Forscherschweiß – unterschätzter Einflussfaktor bei Tierversuchen

Körpergeruch von Männern löst bei Nagern ängstliches Verhalten, Stress und vermindertes Schmerzempfinden aus
Männlicher Körpergeruch beeinflusst Schmerzempfinden und Verhalten von Versuchstieren.
Männlicher Körpergeruch beeinflusst Schmerzempfinden und Verhalten von Versuchstieren.
© Alexander H. Tuttle
Montreal (Kanada) - Versuchstiere im Labor können ganz unterschiedlich reagieren, je nachdem ob ein Mann oder eine Frau das Experiment durchführt. Das beeinflusst die Ergebnisse wissenschaftlicher Untersuchungen, berichten kanadische Psychologen im Fachjournal „Nature Methods”. Demnach erzeugt der Körpergeruch eines Mannes Stressreaktionen und verringert die Schmerzempfindlichkeit von Mäusen und Ratten. Eine ähnliche Wirkung hatten Geruchsstoffe verschiedener männlicher Säugetiere. Bei Verhaltensexperimenten und anderen Tests an Labortieren sollte daher das Geschlecht des Forschers als möglicher Einflussfaktor berücksichtigt werden.

„Unseren Ergebnissen zufolge ist ein Hauptgrund für die mangelnde Reproduzierbarkeit von Tierstudien das Geschlecht des Experimentators – ein Faktor, der bisher im Methodenteil von Veröffentlichungen nicht genannt wird“, sagt Robert Sorge aus der Forschergruppe von Jeffrey Mogil an der McGill University in Montreal. Viele Wissenschaftler hätten zwar bereits die Erfahrung gemacht, dass Nagetiere im Labor auf die Person des Forschers reagieren, so Mogil. Dass dies auch die Ergebnisse von Experimenten beeinflussen könne, sei bis jetzt aber nie direkt nachgewiesen worden.

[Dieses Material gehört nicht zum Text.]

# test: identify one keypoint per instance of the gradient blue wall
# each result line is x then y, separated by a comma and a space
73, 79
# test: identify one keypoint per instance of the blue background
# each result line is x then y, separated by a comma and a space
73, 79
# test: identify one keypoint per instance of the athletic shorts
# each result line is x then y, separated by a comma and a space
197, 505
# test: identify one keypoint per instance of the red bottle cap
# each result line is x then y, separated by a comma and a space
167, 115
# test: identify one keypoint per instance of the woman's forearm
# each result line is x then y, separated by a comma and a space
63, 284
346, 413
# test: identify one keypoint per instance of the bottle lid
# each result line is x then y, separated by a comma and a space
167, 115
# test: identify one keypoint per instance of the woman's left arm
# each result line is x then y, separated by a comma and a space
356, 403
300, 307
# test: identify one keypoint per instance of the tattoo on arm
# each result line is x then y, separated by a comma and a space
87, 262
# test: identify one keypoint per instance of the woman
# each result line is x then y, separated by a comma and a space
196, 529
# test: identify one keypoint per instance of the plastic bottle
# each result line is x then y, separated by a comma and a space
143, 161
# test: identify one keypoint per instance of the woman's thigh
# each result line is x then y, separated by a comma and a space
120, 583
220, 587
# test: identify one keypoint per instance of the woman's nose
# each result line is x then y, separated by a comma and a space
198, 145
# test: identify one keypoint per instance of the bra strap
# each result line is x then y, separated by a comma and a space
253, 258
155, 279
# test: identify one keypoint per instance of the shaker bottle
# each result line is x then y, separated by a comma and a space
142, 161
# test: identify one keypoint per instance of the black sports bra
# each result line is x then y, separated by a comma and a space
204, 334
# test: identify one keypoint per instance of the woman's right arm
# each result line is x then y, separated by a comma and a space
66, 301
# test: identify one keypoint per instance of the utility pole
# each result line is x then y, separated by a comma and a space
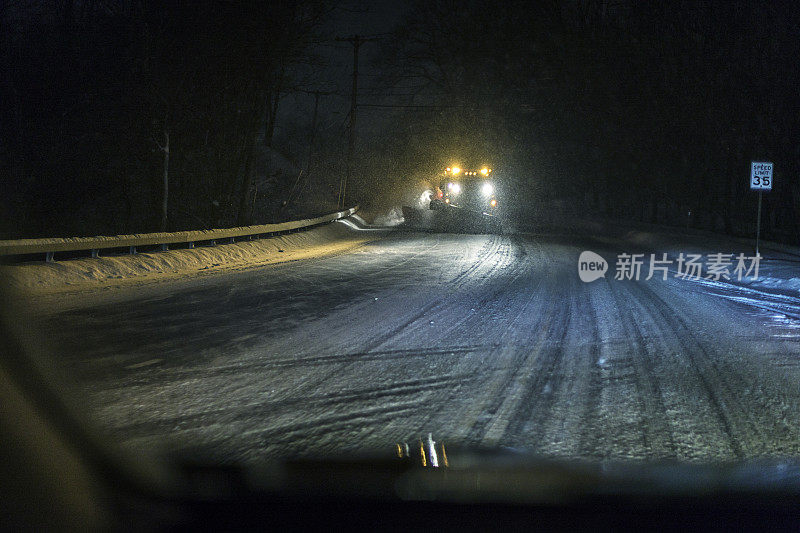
356, 41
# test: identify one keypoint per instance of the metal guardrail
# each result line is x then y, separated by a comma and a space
49, 246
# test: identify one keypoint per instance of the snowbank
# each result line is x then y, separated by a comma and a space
111, 271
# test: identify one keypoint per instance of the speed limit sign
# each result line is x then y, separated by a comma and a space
761, 176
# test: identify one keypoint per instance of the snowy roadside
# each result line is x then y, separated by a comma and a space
106, 272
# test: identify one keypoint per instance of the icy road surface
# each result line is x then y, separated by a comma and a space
480, 339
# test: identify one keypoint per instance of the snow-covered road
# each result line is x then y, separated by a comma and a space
479, 339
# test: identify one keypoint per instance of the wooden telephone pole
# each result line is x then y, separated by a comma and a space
356, 41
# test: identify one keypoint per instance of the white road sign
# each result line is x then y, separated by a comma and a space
761, 176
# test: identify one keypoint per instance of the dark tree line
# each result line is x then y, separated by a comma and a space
647, 110
139, 115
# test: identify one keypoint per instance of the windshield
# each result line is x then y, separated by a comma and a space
565, 228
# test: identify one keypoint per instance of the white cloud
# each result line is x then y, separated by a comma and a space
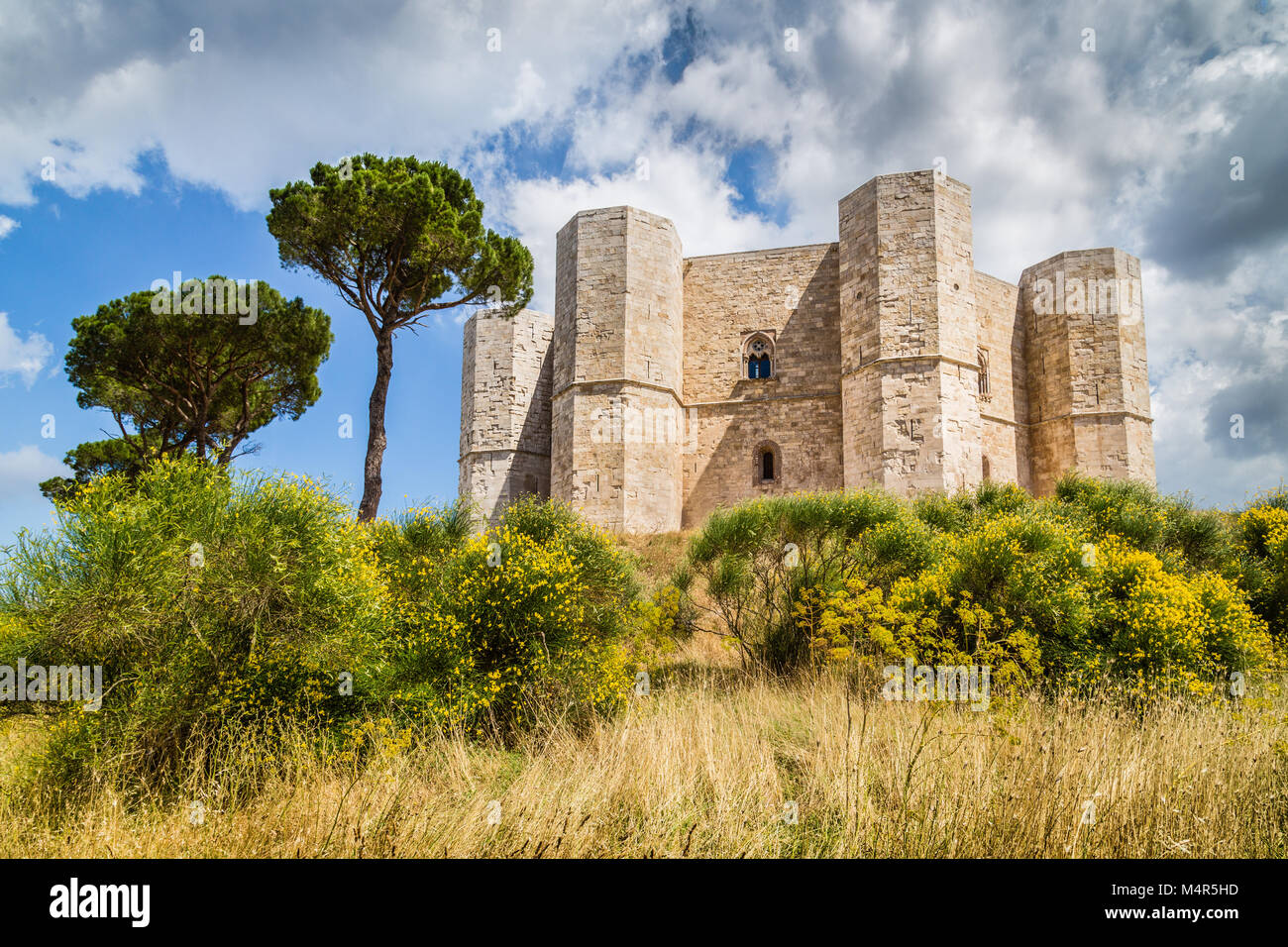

Die Forscher konnten nun zeigen, dass die bloße Anwesenheit eines Mannes Mäuse und Ratten in eine Stresssituation versetzt. Die Auswirkung für das Tier war genauso groß wie ein 15-minütiges Eingesperrtsein in einer Röhre. Dieser Stress ließ die Körpertemperatur und den Blutspiegel des Stresshormons Corticosteron steigen und verringerte die Schmerzempfindlichkeit. Dazu genügte es, wenn sich der Mann einen halben Meter entfernt ruhig vor den Käfig setzte. Dann reagierten die Nager auf die Injektion einer schmerzauslösenden Substanz um 36 Prozent schwächer als bei Anwesenheit einer Frau. Weibliche Tiere zeigten einen etwas stärkeren Effekt als die Männchen. Mit über Nacht von Männern getragenen T-Shirts, die in der Nähe des Käfigs platziert wurden, erzielten die Forscher dieselben Resultate.

Auslöser der sogenannten stressinduzierten Analgesie waren offenbar Bestandteile des männlichen Körpergeruchs, darunter Androstenon und Androstadienon, die von Schweißdrüsen in den Achselhöhlen freigesetzt werden. Das ergaben Experimente, in denen Gaze mit diesen Steroiden beträufelt und vor die Käfige gelegt wurden. Androstenon und Androstadienon entstehen aus dem Sexualhormon Testosteron. Bei Säugetieren haben sie als Pheromone eine anregende Wirkung auf Weibchen. Die verringerte Schmerzempfindung hielt 30 bis 60 Minuten an, ließ sich aber am nächsten Tag erneut auslösen. Auch von männlichen Hunden und Katzen produzierte Körperduftstoffe waren wirksam, sofern die Tiere nicht kastriert waren. Die stressinduzierte Analgesie ist eine angeborene Reaktion von Säugetieren, bei der – zum Beipsiel in Gefahrensituationen – die Weiterleitung von Schmerzsignalen über das Rückenmark ins Gehirn unterdrückt wird.

In einer weiteren Versuchsreihe stellten die Forscher fest, dass der Geruch getragener Männer-T-Shirts auch das Verhalten der Mäuse verändert, indem er ihre Ängstlichkeit in fremder Umgebung verstärkt. „Das Problem lässt sich durch einfache Änderungen bei der Durchführung von Tierexperimenten leicht lösen“, sagt Mogil. Ein männlicher Experimentator müsse sich vor Beginn der Versuche lediglich eine Zeitlang in der Nähe der Tiere aufhalten – solange bis der störende Effekt verschwunden ist.